In one embodiment, step 202 includes: acquiring actual wind speed data observed at sea; acquiring an error between predicted wind speed data and actual wind speed data; correcting the WRF model according to the error; and obtaining predicted wind speed data according to the corrected WRF model.

And calculating the error between the actual wind speed data and the predicted wind speed data to obtain the deviation between the WRF model and the actual marine meteorological conditions when the marine meteorological conditions are simulated. If the error is larger, the simulation effect of the WRF model is poor, and the WRF model needs to be corrected until the error is within an acceptable range.

The simulation of the WRF model to the meteorological conditions comprises various meteorological factors such as wind speed, temperature, air pressure, wind direction and the like, so that the WRF model can better simulate the marine meteorological conditions, and parameters of the various meteorological factors need to be adjusted simultaneously when the WRF model is corrected.

In acquiring the Error between the predicted wind speed data and the actual wind speed data, it can be obtained by calculating an average absolute Error (MAE, mean Absolute Error), an average Error (ME, mean Error), or the like.

Where MAE is a predictive tool that can provide clear information about the deviation between predicted and actual values, ME can give an assessment of the overall prediction giving an underor overestimated level. MAE and ME are expressed as respectively，/>. Where i denotes a time point, n denotes the total number of time points, and f and ob denote predicted wind speed data and actual wind speed data, respectively.

In one embodiment, step 204 includes: acquiring a power curve and wind speed distribution according to the predicted wind speed data; acquiring annual average power according to the power curve and the wind speed distribution; and according to the annual average power, the annual use ratio and the service life of the fan are combined, and the full life cycle power generation capacity of the fan is obtained.

The calculation formula of the full life cycle power generation amount of the fan is as follows:

；

where LE represents the full life cycle power generation (kWh) of the fan; AF represents the annual proportion of use, which means the proportion of time actually put into use, except that the fan is shut down for maintenance and other reasons, and can take a value of 0.97; y represents the general service life (year) of the fan and can take a value of 20;represents annual average power (kW).

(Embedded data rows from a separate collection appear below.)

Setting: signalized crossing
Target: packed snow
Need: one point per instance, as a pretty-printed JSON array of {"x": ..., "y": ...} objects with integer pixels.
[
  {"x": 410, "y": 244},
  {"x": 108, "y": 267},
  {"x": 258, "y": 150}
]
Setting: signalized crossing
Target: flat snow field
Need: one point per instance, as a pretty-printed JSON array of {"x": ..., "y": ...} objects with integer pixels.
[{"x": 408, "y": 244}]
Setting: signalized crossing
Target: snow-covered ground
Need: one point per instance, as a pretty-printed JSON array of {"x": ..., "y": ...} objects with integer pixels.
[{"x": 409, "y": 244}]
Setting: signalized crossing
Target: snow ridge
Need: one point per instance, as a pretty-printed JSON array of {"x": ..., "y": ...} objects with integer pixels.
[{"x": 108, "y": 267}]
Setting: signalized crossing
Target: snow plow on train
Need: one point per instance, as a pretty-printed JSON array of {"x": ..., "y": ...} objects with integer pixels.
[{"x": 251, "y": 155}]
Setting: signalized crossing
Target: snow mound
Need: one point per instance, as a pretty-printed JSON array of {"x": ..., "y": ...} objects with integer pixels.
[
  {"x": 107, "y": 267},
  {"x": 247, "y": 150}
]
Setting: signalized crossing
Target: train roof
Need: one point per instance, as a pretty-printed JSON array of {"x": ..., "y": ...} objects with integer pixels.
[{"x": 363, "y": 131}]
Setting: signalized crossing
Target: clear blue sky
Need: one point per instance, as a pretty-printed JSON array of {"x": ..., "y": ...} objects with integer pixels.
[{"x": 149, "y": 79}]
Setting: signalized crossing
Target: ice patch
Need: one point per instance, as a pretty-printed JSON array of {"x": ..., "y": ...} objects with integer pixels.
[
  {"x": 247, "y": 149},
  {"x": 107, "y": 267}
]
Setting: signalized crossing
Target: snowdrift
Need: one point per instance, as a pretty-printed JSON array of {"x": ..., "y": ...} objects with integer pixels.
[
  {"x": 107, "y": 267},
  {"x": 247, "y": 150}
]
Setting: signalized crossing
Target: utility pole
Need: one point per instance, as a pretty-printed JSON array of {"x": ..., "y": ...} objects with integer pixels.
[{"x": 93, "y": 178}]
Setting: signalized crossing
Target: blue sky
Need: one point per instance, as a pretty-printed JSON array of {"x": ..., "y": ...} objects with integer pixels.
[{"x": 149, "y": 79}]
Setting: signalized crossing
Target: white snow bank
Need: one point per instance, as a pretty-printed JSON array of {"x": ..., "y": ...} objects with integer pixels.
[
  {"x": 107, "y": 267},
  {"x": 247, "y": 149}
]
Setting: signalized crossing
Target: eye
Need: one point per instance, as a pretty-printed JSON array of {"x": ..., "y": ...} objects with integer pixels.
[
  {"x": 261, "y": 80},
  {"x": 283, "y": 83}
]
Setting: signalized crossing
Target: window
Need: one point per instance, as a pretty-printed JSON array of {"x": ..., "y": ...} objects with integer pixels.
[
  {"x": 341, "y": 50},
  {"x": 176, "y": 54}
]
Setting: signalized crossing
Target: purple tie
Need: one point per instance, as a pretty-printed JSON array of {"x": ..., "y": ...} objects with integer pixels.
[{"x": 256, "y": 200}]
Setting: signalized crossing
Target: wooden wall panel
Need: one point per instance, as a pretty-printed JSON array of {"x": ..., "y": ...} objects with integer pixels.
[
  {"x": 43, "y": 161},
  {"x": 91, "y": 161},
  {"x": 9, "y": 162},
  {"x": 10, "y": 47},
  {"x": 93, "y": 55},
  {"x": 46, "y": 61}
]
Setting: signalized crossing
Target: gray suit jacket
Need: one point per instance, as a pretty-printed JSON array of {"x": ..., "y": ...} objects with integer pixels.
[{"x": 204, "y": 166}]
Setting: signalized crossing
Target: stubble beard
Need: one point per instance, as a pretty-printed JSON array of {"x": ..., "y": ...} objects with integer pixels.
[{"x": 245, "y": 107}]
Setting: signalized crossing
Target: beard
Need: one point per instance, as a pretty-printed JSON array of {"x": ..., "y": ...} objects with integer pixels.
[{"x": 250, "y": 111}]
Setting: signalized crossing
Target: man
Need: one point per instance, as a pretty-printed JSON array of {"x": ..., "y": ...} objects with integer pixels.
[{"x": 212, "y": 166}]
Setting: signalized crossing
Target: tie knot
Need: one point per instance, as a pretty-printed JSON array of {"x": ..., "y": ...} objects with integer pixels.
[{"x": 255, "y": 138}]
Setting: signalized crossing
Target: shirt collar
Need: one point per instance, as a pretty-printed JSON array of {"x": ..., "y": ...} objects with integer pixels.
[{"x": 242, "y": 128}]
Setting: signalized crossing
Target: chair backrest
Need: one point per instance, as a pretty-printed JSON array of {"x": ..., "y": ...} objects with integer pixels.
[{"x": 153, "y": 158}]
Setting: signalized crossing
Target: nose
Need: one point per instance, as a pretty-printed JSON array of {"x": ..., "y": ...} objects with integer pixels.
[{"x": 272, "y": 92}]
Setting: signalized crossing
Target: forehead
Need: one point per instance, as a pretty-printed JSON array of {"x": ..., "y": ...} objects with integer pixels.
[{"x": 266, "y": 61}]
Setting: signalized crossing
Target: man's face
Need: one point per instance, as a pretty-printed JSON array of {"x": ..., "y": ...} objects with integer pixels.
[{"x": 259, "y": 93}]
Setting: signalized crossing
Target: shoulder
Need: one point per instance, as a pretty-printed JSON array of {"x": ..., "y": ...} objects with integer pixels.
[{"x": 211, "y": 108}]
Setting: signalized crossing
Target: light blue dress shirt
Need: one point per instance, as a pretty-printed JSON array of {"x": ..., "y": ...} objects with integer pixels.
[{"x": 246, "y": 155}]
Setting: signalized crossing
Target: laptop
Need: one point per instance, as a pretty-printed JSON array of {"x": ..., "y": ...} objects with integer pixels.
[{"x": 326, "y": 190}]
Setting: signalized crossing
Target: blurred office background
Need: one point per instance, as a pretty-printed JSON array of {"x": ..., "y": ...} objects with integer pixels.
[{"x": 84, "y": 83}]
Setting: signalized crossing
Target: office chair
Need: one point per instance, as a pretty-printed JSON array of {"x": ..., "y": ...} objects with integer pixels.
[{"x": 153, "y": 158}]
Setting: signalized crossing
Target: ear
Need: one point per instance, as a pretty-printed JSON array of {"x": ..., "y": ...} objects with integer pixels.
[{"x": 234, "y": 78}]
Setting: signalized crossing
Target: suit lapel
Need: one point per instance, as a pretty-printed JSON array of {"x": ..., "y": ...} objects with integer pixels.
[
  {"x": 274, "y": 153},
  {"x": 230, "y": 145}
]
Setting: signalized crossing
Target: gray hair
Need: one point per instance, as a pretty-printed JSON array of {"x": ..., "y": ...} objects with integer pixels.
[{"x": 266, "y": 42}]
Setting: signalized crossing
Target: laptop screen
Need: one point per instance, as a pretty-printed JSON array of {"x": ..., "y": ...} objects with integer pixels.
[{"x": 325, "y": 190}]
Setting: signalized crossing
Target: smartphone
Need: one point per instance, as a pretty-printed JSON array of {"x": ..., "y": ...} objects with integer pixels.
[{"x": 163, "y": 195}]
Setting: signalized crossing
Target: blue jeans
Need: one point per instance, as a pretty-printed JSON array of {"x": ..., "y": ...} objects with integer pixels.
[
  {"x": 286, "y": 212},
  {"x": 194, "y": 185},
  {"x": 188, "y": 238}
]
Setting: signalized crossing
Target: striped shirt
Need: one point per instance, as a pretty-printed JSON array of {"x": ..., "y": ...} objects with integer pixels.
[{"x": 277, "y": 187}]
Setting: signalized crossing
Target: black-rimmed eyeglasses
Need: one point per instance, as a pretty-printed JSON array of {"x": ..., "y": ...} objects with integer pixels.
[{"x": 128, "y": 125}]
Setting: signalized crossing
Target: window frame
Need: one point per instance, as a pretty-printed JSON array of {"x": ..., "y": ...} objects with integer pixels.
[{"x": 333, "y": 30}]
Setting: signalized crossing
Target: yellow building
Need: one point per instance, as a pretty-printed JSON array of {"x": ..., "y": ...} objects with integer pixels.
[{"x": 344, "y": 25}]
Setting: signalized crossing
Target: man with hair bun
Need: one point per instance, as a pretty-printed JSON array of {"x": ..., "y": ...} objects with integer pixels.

The method is obtained through calculation of a power curve and wind speed distribution, and the calculation formula is as follows:

；

wherein Pw (u) represents the fitted fan power curve; u represents the cut-in wind speed to the cut-out wind speed, the value is related to the type of the fan, if the type of the fan is 3-22.5m/s, the value of u is 3-22.5, the lower limit a of integration is 3, and the upper limit b of integration is 22.5; f (u) represents the probability of occurrence of different wind speeds u, i.e. wind speed distribution.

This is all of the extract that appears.